For comparison, we fit an identical model using the default Euclidean metric. This model treats latitude and longitude as ordinary continuous variables and will not handle the wrap-around near ±π correctly.

fit_euc <- AddiVortes(
  y            = y,
  x            = x,
  m            = 50,
  totalMCMCIter = 500,
  mcmcBurnIn   = 100,
  metric       = "E",        # Euclidean distance (default)
  showProgress = FALSE
)
cat("In-sample RMSE (Euclidean metric):", round(fit_euc$inSampleRmse, 3), "\n")
#> In-sample RMSE (Euclidean metric): 1.333

5. Out-of-Sample Evaluation

We generate a held-out test set and compare the two models. We also include a group of observations near the date line (longitude ≈ ±π) to highlight where the Euclidean metric is most likely to struggle.

set.seed(101)
n_test <- 200

lat_test <- runif(n_test, -pi / 2, pi / 2)
lon_test <- runif(n_test, -pi,     pi)

y_true_test <- 20 * cos(lat_test) + 5 * sin(lon_test)
y_test      <- y_true_test + rnorm(n_test, sd = 2)

x_test <- cbind(lat_test, lon_test)
preds_sph <- predict(fit_sph, x_test, showProgress = FALSE)
preds_euc <- predict(fit_euc, x_test, showProgress = FALSE)
rmse_sph <- sqrt(mean((y_test - preds_sph)^2))
rmse_euc <- sqrt(mean((y_test - preds_euc)^2))

cat("Test RMSE — spherical metric:", round(rmse_sph, 3), "\n")
#> Test RMSE — spherical metric: 2.187
cat("Test RMSE — Euclidean metric:", round(rmse_euc, 3), "\n")
#> Test RMSE — Euclidean metric: 2.232

6. Visualising Predictions

The plot below shows predicted versus observed values for both models on the test set. A well-calibrated model should have points lying close to the diagonal.

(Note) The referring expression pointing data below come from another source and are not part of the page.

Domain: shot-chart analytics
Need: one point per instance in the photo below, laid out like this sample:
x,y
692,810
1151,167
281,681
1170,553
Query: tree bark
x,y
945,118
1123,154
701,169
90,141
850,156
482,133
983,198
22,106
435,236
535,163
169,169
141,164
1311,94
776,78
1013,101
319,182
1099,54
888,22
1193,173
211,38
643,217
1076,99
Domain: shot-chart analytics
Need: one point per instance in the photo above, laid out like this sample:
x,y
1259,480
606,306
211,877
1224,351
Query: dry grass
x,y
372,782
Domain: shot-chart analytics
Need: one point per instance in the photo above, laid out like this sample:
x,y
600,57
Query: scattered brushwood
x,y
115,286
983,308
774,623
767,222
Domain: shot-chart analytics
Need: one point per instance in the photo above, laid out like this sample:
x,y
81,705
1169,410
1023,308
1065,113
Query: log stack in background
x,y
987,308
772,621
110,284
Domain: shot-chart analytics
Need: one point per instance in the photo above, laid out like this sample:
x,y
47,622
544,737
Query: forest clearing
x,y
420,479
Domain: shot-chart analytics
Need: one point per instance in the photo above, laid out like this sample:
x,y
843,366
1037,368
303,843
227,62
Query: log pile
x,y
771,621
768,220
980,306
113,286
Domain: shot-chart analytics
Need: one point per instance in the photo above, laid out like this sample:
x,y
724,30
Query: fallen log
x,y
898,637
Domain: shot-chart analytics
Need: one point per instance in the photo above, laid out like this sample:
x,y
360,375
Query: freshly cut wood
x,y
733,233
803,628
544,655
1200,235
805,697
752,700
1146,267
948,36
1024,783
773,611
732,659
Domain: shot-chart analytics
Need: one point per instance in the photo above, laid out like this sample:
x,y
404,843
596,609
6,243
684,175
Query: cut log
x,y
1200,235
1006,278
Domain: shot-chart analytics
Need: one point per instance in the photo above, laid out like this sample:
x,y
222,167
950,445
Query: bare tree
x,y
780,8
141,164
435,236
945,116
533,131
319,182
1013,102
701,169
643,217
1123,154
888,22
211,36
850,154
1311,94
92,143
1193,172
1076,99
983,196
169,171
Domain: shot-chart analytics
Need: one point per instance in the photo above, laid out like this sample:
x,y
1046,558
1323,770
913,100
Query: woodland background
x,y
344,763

y_range <- range(c(y_test, preds_sph, preds_euc))

plot(y_test, preds_sph,
     pch  = 19, col = "darkblue", cex = 0.7,
     xlab = "Observed values",
     ylab = "Predicted values",
     main = "Spherical vs. Euclidean Metric: Predicted vs. Observed",
     xlim = y_range, ylim = y_range)
points(y_test, preds_euc, pch = 4, col = "darkred", cex = 0.7)
abline(0, 1, lwd = 2, lty = 2, col = "grey40")
legend("topleft",
       legend = c("Spherical metric", "Euclidean metric", "y = x"),
       col    = c("darkblue", "darkred", "grey40"),
       pch    = c(19, 4, NA),
       lty    = c(NA, NA, 2),
       lwd    = c(NA, NA, 2),
       bty    = "n")

7. Summary of Key Points

  • Set metric = "S" (or metric = "Spherical") to use the great-circle distance for all covariate columns.
  • For datasets that mix spherical and non-spherical covariates, pass a vector of 0s and 1s, e.g. metric = c(1, 1, 0) for two spherical dimensions and one Euclidean dimension.
  • Spherical coordinates must be in radians: latitude in [−π/2, π/2] and longitude in [−π, π].
  • The last spherical column is treated as the azimuthal (longitude) dimension; all other spherical columns are treated as polar (latitude) dimensions.
  • The great-circle distance correctly handles wrap-around, so points near longitude ±π are recognised as neighbours.